Toen de jury van het Museum voor de 20e Eeuw een paar maanden geleden de wedstrijdbeslissing voor de uitbreiding presenteerde, was ik eerst geschokt en daarna woedend. Herzog & de Meuron werden aan het wereldpubliek gepresenteerd als de winnaars. Een geweldig architectenbureau, reuzen onder reuzen. Zo ver, zo goed.
Maar het ontwerp heeft de vorm van een donkerbruine bakstenen weitent. Dit moest het uitmuntende intellectuele meesterwerk worden tussen de bijna 500 biedingen? Een kunsthuis, een oerhut, een kolossale breuk met de grote moderne traditie van het Kulturforum. Het Huis van Sinterklaas tussen de Demoiselles d’Avignon en het Zwarte Plein van Malevich. Hoe kon dit gebeuren?
In deze context ben ik niet geïnteresseerd in zaken als affiniteiten tussen juryleden en deelnemers aan de wedstrijd (juryleden hebben de neiging om hun vrienden naar de eerste plaats te stemmen). Ik ben ook niet geïnteresseerd in het cynisme waarmee bijna 500 andere architectenbureaus in de waan werden gelaten dat ze een echte kans maakten (daarom heb ik niet meegedaan aan de wedstrijd). Ook de betrokken mensen interesseren me niet. Wat mij interesseert zijn de structuren die tot deze monumentale ontwerpen leiden – dit voorbeeld is representatief voor veel andere wedstrijden in het hele land.
Hoe ervaren een groep juryleden ook is, kiezen uit een veld van 20 ontwerpen is een uitdagende, verwarrende taak. Ik weet dit maar al te goed uit eigen ervaring. Het eerste doel van een jury is daarom om dingen te vereenvoudigen door ze te sorteren. Volgens het principe: ik weet snel wat ik niet wil, maar nog niet wat ik wel wil.

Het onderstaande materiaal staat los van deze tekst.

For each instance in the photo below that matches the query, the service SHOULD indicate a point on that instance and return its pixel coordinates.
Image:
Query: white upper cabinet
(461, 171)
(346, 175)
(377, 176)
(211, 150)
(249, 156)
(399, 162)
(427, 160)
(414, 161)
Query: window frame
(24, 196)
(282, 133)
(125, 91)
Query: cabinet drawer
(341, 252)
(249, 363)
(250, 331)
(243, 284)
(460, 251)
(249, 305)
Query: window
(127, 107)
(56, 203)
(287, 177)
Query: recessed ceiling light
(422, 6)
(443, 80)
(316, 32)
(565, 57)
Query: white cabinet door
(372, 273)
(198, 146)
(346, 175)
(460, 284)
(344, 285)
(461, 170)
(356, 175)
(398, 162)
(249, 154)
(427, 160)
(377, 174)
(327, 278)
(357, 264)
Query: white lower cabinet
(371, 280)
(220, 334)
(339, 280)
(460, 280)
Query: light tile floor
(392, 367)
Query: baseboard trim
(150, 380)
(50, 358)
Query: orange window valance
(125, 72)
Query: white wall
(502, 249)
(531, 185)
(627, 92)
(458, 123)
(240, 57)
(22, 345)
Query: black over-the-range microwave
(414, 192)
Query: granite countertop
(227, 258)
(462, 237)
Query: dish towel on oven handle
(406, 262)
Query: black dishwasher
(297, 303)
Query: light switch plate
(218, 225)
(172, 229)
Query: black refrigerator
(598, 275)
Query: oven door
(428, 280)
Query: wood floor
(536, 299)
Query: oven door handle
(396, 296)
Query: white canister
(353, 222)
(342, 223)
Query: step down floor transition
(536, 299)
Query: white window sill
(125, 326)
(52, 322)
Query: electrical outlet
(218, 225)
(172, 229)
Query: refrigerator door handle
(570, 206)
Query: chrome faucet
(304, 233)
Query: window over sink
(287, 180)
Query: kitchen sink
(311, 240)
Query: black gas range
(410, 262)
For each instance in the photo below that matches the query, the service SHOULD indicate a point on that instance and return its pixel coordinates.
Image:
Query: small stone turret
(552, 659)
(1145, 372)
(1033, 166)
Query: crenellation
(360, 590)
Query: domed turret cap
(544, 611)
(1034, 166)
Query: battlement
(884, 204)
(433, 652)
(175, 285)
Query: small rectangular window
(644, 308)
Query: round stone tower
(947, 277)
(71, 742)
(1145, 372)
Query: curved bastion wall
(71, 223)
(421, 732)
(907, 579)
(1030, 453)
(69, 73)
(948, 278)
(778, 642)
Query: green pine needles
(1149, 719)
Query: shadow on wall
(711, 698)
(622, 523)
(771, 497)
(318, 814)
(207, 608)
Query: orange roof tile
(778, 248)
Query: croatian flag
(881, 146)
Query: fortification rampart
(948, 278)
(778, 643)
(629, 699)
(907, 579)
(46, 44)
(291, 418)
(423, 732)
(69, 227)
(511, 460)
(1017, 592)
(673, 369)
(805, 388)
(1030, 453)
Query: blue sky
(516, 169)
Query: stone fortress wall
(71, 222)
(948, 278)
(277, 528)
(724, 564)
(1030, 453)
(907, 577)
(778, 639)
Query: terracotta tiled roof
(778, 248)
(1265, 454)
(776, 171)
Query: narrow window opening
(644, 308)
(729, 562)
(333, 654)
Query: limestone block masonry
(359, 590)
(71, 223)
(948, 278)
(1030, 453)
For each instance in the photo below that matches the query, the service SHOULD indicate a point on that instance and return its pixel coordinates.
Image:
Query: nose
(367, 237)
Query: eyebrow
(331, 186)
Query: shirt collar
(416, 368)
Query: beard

Eenvoudige, rustieke concepten die minder risico’s nemen zijn makkelijker. Ze bieden weinig ruimte voor aanvallen en komen deze fase beter door. Rationele concepten die kunnen worden afgeleid en uitgelegd, hebben meer kans op consensus. Net als bij voetbalweddenschappen is een 1-0 veel waarschijnlijker dan een 4-3. Duidelijke en eenvoudige weddenschappen zijn als de koppen van roddelbladen – onmiddellijk begrijpelijk. Of anders gezegd: al bekende archetypes zijn als popliedjes uit de jaren 70. Iedereen kan ze mee neuriën. Iedereen kan mee neuriën.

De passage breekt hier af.